OptimalScale / LMFlow

An Extensible Toolkit for Finetuning and Inference of Large Foundation Models. Large Models for All.
https://optimalscale.github.io/LMFlow/
Apache License 2.0
8.23k stars 822 forks source link

Hello , Can LMFlow support Qwen1.5-1.8B model Fine-tuning? #796

Closed 13416157913 closed 5 months ago

13416157913 commented 5 months ago

Hello , Can LMFlow support Qwen1.5-1.8B model Fine-tuning?

research4pan commented 5 months ago

Thanks for your interest in LMFlow! We are integrating that feature right now, hopefully supporting it in 12-48 hours. Please stay tuned for our latest update 😄

wheresmyhair commented 5 months ago

Hello , Can LMFlow support Qwen1.5-1.8B model Fine-tuning?
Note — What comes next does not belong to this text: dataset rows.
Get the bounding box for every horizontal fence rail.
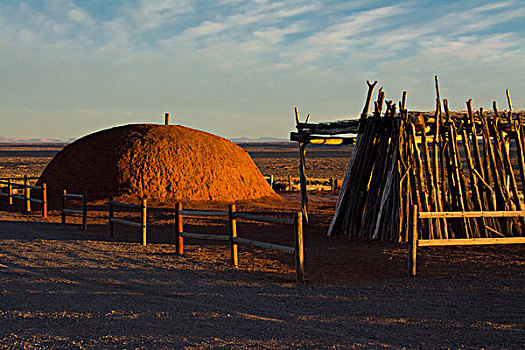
[61,190,87,231]
[0,177,48,219]
[408,205,525,276]
[108,196,148,246]
[175,203,230,255]
[264,175,342,191]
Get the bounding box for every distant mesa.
[38,124,278,202]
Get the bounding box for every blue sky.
[0,0,525,139]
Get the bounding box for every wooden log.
[7,179,13,205]
[24,176,31,213]
[408,205,418,277]
[361,80,377,118]
[108,196,113,238]
[175,203,184,255]
[233,237,295,254]
[443,99,469,238]
[233,212,293,225]
[179,232,230,241]
[299,143,308,223]
[461,129,488,237]
[60,190,67,224]
[417,237,525,247]
[111,218,142,228]
[140,199,148,247]
[421,120,442,239]
[82,191,87,231]
[294,211,304,283]
[419,211,525,219]
[514,121,525,194]
[42,182,47,219]
[432,97,448,238]
[228,204,239,267]
[408,119,433,237]
[179,209,228,216]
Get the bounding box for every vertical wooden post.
[299,142,308,223]
[408,205,418,277]
[60,190,67,224]
[294,211,304,283]
[7,179,13,205]
[108,196,113,238]
[42,182,47,219]
[175,203,184,255]
[140,199,148,246]
[24,175,31,212]
[82,191,87,231]
[228,204,239,267]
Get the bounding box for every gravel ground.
[0,214,525,349]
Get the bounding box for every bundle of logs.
[328,77,525,242]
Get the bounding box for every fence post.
[82,191,87,231]
[408,205,418,277]
[140,199,148,246]
[108,196,113,238]
[7,179,13,205]
[294,211,304,283]
[175,203,184,255]
[60,190,67,224]
[228,204,239,267]
[42,182,47,219]
[24,175,31,212]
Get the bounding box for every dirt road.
[0,216,525,349]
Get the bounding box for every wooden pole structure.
[82,191,87,231]
[294,211,304,283]
[60,190,67,224]
[108,196,114,238]
[228,204,239,267]
[42,182,47,219]
[175,203,184,255]
[7,179,13,205]
[24,175,31,212]
[140,199,148,247]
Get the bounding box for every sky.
[0,0,525,140]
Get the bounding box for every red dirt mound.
[38,124,278,202]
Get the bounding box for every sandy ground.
[0,201,525,349]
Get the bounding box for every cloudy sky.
[0,0,525,139]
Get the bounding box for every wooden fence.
[408,205,525,276]
[229,204,304,283]
[61,190,87,231]
[175,203,230,255]
[108,196,148,246]
[0,176,47,218]
[264,174,340,191]
[175,203,304,282]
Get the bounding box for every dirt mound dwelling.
[38,124,278,202]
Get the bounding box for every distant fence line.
[264,174,341,191]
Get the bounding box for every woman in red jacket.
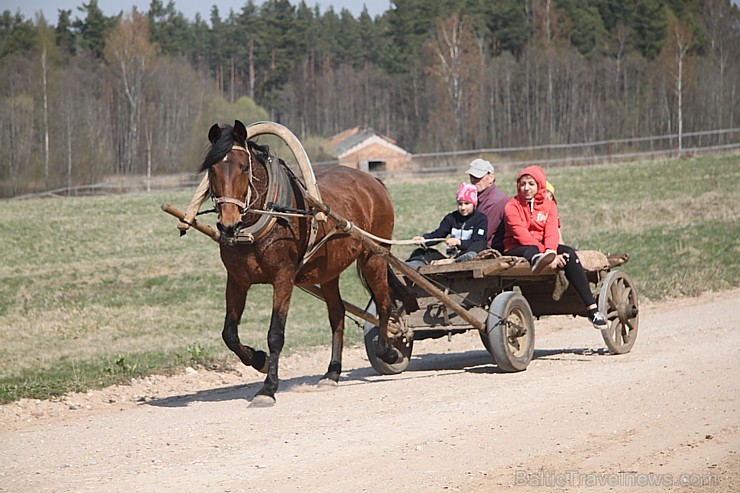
[504,166,606,329]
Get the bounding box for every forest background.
[0,0,740,197]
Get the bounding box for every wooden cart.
[363,251,639,374]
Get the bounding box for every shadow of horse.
[146,348,610,408]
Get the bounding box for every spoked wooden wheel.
[598,271,640,354]
[486,291,534,372]
[364,303,414,375]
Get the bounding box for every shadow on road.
[146,348,609,407]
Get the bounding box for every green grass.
[0,155,740,402]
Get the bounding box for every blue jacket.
[422,209,488,253]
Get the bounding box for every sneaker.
[532,250,557,274]
[552,269,570,301]
[589,312,606,330]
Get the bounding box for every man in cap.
[467,158,509,253]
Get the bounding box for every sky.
[0,0,390,25]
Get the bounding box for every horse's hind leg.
[221,276,267,373]
[357,255,403,365]
[319,277,345,385]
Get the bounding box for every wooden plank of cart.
[304,197,639,374]
[356,251,639,374]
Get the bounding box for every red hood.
[516,166,547,204]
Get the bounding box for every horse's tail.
[355,262,419,313]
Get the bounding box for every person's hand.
[552,253,569,269]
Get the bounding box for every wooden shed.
[329,127,411,171]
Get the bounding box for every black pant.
[504,245,596,306]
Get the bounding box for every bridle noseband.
[211,144,252,217]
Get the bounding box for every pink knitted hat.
[457,183,478,206]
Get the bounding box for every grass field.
[0,155,740,402]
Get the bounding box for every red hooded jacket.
[504,166,558,253]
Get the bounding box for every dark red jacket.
[504,166,558,253]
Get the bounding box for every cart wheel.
[365,302,414,375]
[598,270,640,354]
[486,291,534,372]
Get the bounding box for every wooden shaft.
[306,195,486,331]
[160,203,221,242]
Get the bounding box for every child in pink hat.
[409,183,488,264]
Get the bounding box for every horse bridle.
[211,144,252,216]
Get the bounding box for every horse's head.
[201,120,253,241]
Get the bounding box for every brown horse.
[201,121,401,406]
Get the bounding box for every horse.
[201,120,401,407]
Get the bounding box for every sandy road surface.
[0,290,740,492]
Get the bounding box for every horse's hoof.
[249,395,275,407]
[316,377,339,390]
[375,346,403,365]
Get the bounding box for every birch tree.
[105,9,157,173]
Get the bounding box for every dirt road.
[0,290,740,493]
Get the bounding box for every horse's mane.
[199,125,270,172]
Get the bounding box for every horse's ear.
[234,120,247,145]
[208,123,221,144]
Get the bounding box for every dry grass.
[0,156,740,401]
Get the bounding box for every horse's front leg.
[358,255,403,365]
[221,275,267,373]
[319,277,345,386]
[251,279,293,407]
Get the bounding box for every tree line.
[0,0,740,196]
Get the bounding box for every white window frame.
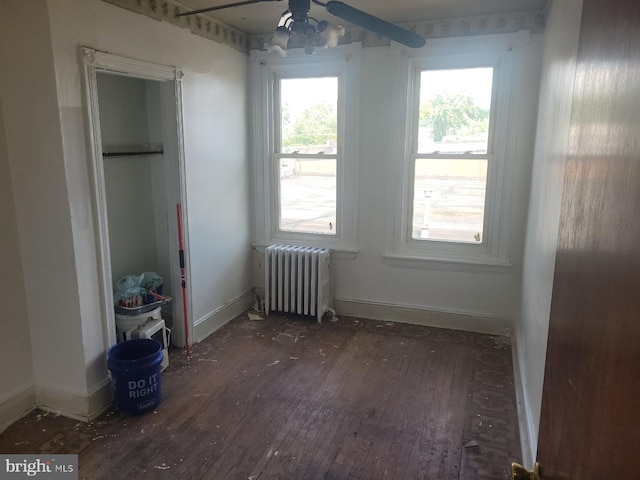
[384,31,530,270]
[251,43,361,252]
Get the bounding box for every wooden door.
[537,0,640,480]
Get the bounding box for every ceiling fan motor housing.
[289,0,315,34]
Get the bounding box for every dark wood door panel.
[538,0,640,480]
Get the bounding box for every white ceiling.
[182,0,549,35]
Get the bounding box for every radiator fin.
[264,245,330,323]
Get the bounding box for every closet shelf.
[102,150,164,157]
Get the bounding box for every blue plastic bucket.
[107,338,162,415]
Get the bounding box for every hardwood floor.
[0,314,520,480]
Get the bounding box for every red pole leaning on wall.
[176,204,191,362]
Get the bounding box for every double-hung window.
[387,34,524,269]
[252,45,360,250]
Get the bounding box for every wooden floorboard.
[0,314,520,480]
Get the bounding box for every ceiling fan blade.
[176,0,282,17]
[324,0,426,48]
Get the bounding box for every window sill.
[382,253,513,273]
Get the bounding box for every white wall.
[0,94,35,431]
[0,0,252,418]
[516,0,582,467]
[0,1,87,414]
[324,34,543,331]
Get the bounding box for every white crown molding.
[102,0,546,53]
[102,0,251,53]
[250,10,546,50]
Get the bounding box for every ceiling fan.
[176,0,425,55]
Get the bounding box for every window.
[385,32,526,269]
[411,67,494,243]
[274,76,339,235]
[252,44,360,251]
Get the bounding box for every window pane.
[279,158,337,235]
[418,68,493,153]
[412,158,487,243]
[280,77,338,153]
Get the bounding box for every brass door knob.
[511,463,541,480]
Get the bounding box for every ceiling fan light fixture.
[318,20,345,48]
[265,26,291,57]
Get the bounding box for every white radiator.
[264,245,330,323]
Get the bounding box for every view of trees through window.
[412,68,493,243]
[278,77,338,235]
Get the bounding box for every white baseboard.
[511,331,538,468]
[333,297,512,335]
[36,377,112,422]
[193,289,255,342]
[0,383,37,432]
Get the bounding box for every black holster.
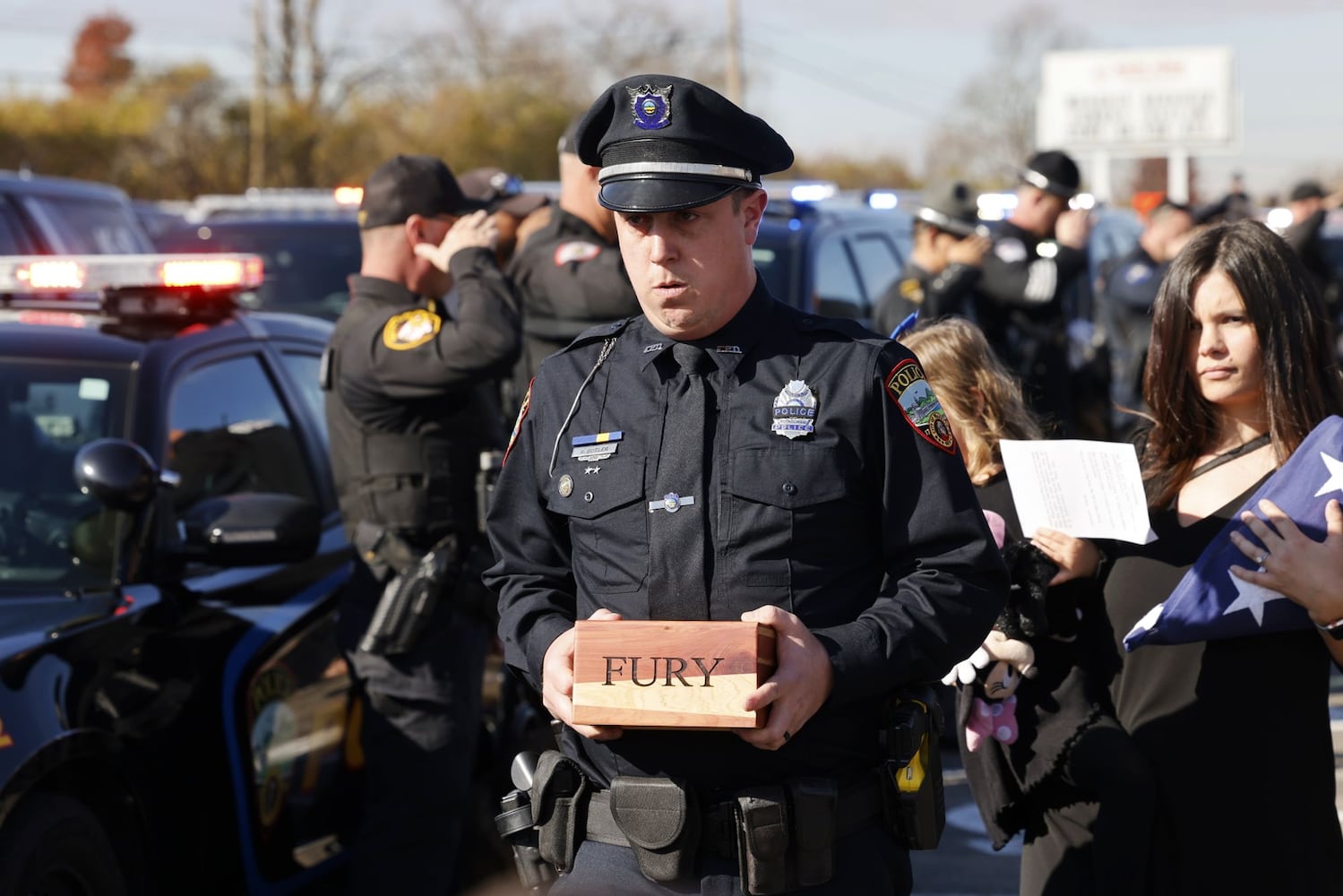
[532,750,591,874]
[736,778,839,896]
[610,775,701,882]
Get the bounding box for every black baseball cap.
[575,75,792,212]
[457,168,551,218]
[915,180,982,237]
[1020,149,1082,199]
[358,156,487,229]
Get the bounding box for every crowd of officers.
[323,75,1337,893]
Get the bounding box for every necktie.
[649,342,717,619]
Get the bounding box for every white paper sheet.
[1001,439,1157,544]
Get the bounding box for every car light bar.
[0,254,264,296]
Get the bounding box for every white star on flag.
[1222,567,1283,625]
[1315,452,1343,497]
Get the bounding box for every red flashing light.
[19,309,84,329]
[14,259,87,290]
[159,256,263,289]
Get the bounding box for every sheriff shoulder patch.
[383,307,443,352]
[886,358,956,454]
[555,239,602,267]
[900,277,924,305]
[500,379,536,466]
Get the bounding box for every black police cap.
[1020,149,1082,199]
[575,75,792,212]
[915,180,982,237]
[358,156,487,229]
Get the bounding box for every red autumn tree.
[65,13,135,99]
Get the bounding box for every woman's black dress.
[1106,482,1343,896]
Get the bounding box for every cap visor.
[598,177,751,212]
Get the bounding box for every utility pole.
[247,0,269,186]
[727,0,745,106]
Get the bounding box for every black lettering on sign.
[602,657,722,688]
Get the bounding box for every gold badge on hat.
[626,84,672,130]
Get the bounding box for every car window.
[0,361,129,589]
[813,234,866,317]
[0,197,38,255]
[282,352,331,446]
[19,196,151,255]
[848,234,904,315]
[165,355,317,517]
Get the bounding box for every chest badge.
[571,430,624,463]
[770,380,816,439]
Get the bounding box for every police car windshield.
[0,358,130,591]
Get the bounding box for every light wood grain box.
[573,619,775,728]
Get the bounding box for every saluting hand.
[737,606,835,750]
[541,608,624,740]
[947,234,994,267]
[415,208,500,274]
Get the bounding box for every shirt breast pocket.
[548,458,649,594]
[727,444,857,589]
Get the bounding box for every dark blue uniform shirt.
[485,282,1007,788]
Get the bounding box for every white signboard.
[1036,47,1237,156]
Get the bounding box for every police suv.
[0,255,361,896]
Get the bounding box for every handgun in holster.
[476,449,504,532]
[495,753,556,893]
[881,685,947,849]
[358,530,462,657]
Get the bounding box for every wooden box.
[573,619,775,728]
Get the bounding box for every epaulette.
[559,317,638,355]
[789,309,885,341]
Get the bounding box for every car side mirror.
[73,438,177,512]
[181,492,323,567]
Hi, we've tested on Qwen1.5-1.8B and the script works fine. qwen2

Please make sure you include --lora_target_modules q_proj, v_proj (only for qwen models) in the finetune shell script: ft

Also, we strongly recommend you to:

  1. Use a conversation dataset to finetune the model. You could either:
    • To test the workflow, try to download a conversation dataset from out data server via:
      cd data && ./download.sh alpaca && cd -

      and specify the dataset to data/alpaca/train_conversation, or

    • Prepare your own conversation dataset (see here)
  2. Specify the conversation template to qwen2 for better performance.
13416157913 commented 5 months ago

Hello , Can LMFlow support Qwen1.5-1.8B model Fine-tuning?

Hi, we've tested on Qwen1.5-1.8B and the script works fine. qwen2

Please make sure you include --lora_target_modules q_proj, v_proj (only for qwen models) in the finetune shell script: ft

Also, we strongly recommend you to:

  1. Use a conversation dataset to finetune the model. You could either:

    • To test the workflow, try to download a conversation dataset from out data server via:

      cd data && ./download.sh alpaca && cd -

      and specify the dataset to data/alpaca/train_conversation, or

    • Prepare your own conversation dataset (see here)
  2. Specify the conversation template to qwen2 for better performance.

Thank you very much.